Consider How Big or Small the Size of Your Wedding Will Be
The bigger the celebration the more helping hands will you need. Considering how grand or intimate your wedding celebration you wish to keep will be a major deciding factor on how many people you need to include in your wedding party. If you’ve deciding on having an intimate celebration, yet want to include more people, assign them small but useful roles, such as arranging the varmalas, or mehndi favours, selecting the sangeet songs etc.
Don’t Ask Without Thinking!
As easy as it may seem like reading ABC, picking your wedding party people is the toughest of all wedding planning steps. Whom to choose and whom to not without offending anyone is like escaping a fish tank filled with piranhas.
As much as you’ll be tempted to include your entire favourite friends and relatives troupe in your wedding party list of people, hold your excitement and take your time, say a month or so. Include only those who you think will stand beside you through your thick and thin times 5 years down the line. That should pretty much do the trick to help you finalize who makes the cut.
Don’t Choose People Just Coz You Have To Return Some Kind of Favour
Once people get the news you’re about to board the bride bandwagon, you will definitely come across all those long lost relatives, friends and super excited Auntyji’s who want to be a part of your celebration. Don’t make the mistake of choosing people just because you want to return some kind of favour to them. They may have been good to you once upon a time, but that doesn’t mean your wedding is the time to reciprocate with goodness. Explain to them it’s tough to not include them in your wedding party list of people and that at this point of your life you want only people closest to you to be more involved. To make them feel a little better let me know that you had to leave out many people as close to you as them.
Choose People Who Are Responsible and Give Them Special Tags
Ensure your wedding party people are the ones you can rely on. Though you may have the biggest fondness over your closest Aunt and would want to let her take over the entertainment bit of your mehndi ceremony, but in reality if she is the kind who doesn’t even know what are the fun ways to involve your guests or turns out to be a bore herself, imagine what a flop the festivity would be. Play safe in choosing reliable people whom you can blindly trust for their taste and preferences in little elements, definitely giving high importance to your likings first, after all it’s your day.
Don’t forget to personalize the planning process by giving special tags to your wedding party, such as the bride’s caretaker, or the groom’s right hand. This is just to add a dash of fun into the serious wedding planning process.

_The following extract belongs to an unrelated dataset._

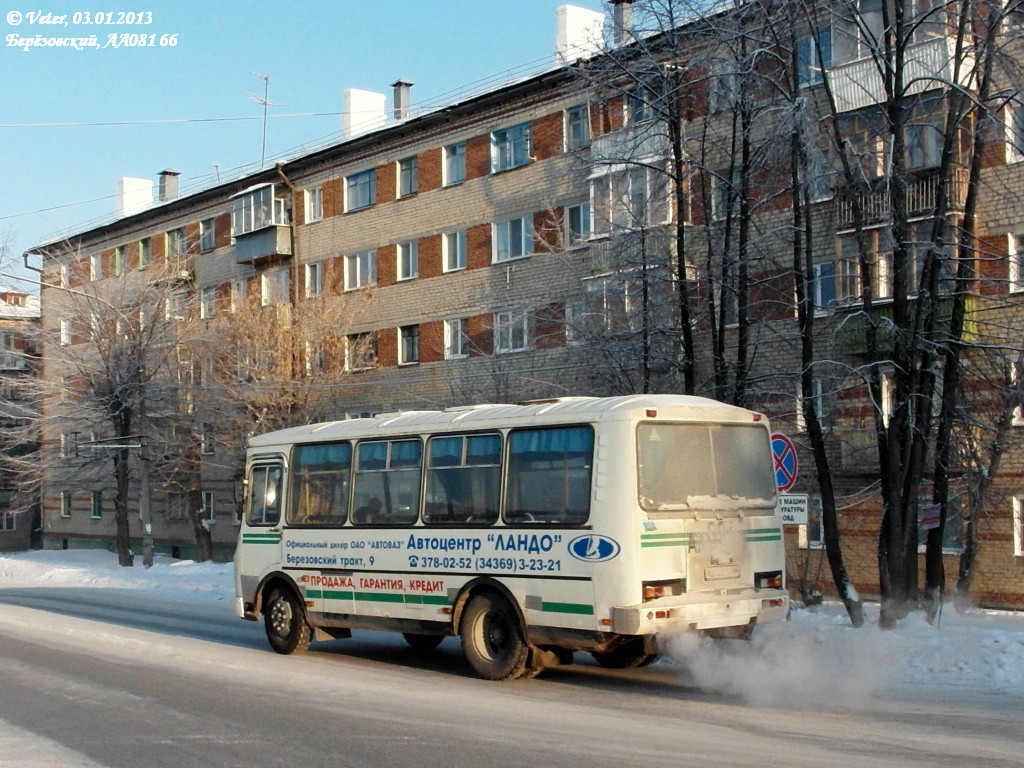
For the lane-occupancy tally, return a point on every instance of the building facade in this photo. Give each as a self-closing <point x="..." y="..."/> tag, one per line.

Include Your Siblings and Cousins
Goes without saying after your parents, immediate in line of assigning duties are your siblings and cousins. Even if you may not be that close to each other, sharing the dirty secrets sorts, they have a certain responsibility towards the celebration and so don’t shy away from assigning duties to your bade bhai or choti didi. If you have a humungous family line, it is not necessary to include all, just pick out the teenagers as they’re super enthusiastic to take on roles with event management, as this also helps them earn a little pocket money from uncles and auntyji’s attending your celebration in the form of shagun.
Think of More Other Wedding Party Roles to Assign
Your wedding party people needn’t be just the ones who are handling major roles. If you wish to take your celebration a notch higher with some personalization you can always approach and include friends who are blessed with special talents and could contribute to your wedding in a unique way. For instance, if you have a friend who sings well, have them perform a live number at your sangeet or if you have a friend who is a pastry chef let them prepare some sweet treats that you could give away as wedding favours.
Don’t Forget the Kids
Kids can be super fun to include in your wedding party too. They can be the announcement bearers at your wedding just before you are about to make your grand entry.
Set Realistic Expectations
If you have friends or relatives staying in a different city or country all together, it’s stupid to assign roles like managing transportation for guests or catering for your pre-wedding for instance. If they cannot devote their full-time to such major roles, give them light tasks on the day that are manageable, like taking care of drunken guests at your cocktail party or moving gifts given to the bride and groom to the car. Easy, right!